Много плакала княгиня, много князь ее уговаривал, заповедовал не покидать высока терема, не ходить на беседу, с дурными людьми не ватажиться, худых речей не слушаться. Княгиня обещала все исполнить.
                      Князь уехал, а она заперлась в своем покое и не выходит.
                      Долго ли, коротко ли, пришла к ней женщина, казалось — такая простая, сердечная!
                      — Что,— говорит,— ты скучаешь?
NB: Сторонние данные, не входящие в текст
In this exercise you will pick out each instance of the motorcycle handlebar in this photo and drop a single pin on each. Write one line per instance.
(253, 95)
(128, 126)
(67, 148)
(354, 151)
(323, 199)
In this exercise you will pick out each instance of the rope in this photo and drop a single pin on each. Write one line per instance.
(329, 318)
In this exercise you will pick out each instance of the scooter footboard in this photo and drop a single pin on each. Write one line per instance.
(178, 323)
Хоть бы на божий свет поглядела, хоть бы по саду прошлась, тоску размыкала.
                      Долго княгиня отговаривалась, не хотела, наконец подумала: по саду походить не беда — и пошла в сад.
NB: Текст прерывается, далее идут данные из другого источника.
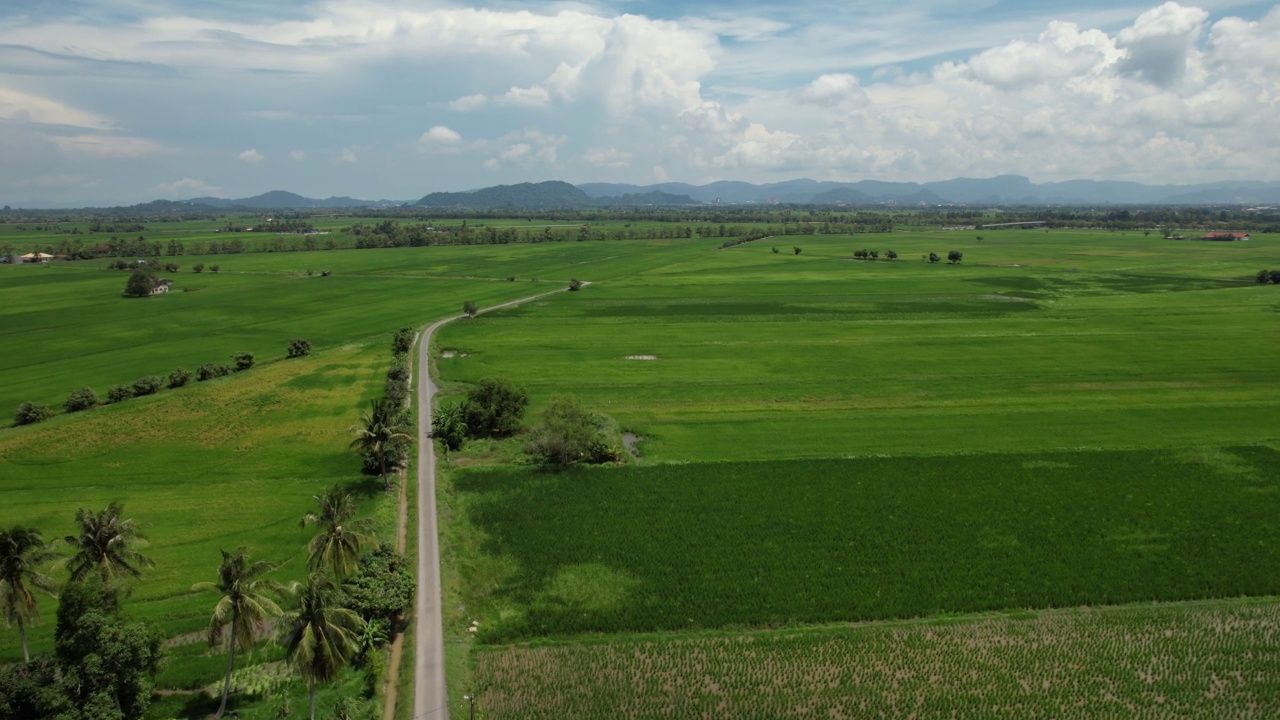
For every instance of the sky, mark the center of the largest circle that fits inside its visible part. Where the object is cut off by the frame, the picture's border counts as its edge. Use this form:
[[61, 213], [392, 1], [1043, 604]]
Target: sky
[[123, 101]]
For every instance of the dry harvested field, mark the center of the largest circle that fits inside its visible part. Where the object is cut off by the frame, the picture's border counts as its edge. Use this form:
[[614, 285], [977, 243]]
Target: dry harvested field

                      В саду разливалась ключевая хрустальная вода.
                      — Что, — говорит женщина, — день такой жаркий, солнце палит, а водица студеная так и плещет, не искупаться ли нам здесь?
                      — Нет, нет, не хочу! — А там подумала: ведь искупаться не беда же!
                      Скинула сарафанчик и прыгнула в воду. Только окунулась, женщина ударила ее по спине.
                      — Плыви ты, — говорит, — белою уточкой! И поплыла княгиня белою уточкой.
                      Ведьма тотчас нарядилась в ее платье, убралась, намалевалась и села ожидать князя.
                      Только щенок вякнул, колокольчик звякнул, она уж бежит навстречу, бросилась к князю, целует, милует. Он обрадовался, сам руки протянул и не распознал ее.
                      А белая уточка нанесла яичек, вывела деточек: двух хороших, а третьего — заморышка; и деточки ее вышли — ребяточки.
                      Она их вырастила, стали они по реченьке ходить, злату рыбку ловить, лоскутики сбирать, кафтаники сшивать, да выскакивать на бережок, да поглядывать на лужок.
                      — Ох, не ходите туда, дети! — говорила мать. Дети не слушали, нынче поиграют на травке, завтра побегают по муравке, дальше, дальше — и забрались на княжий двор.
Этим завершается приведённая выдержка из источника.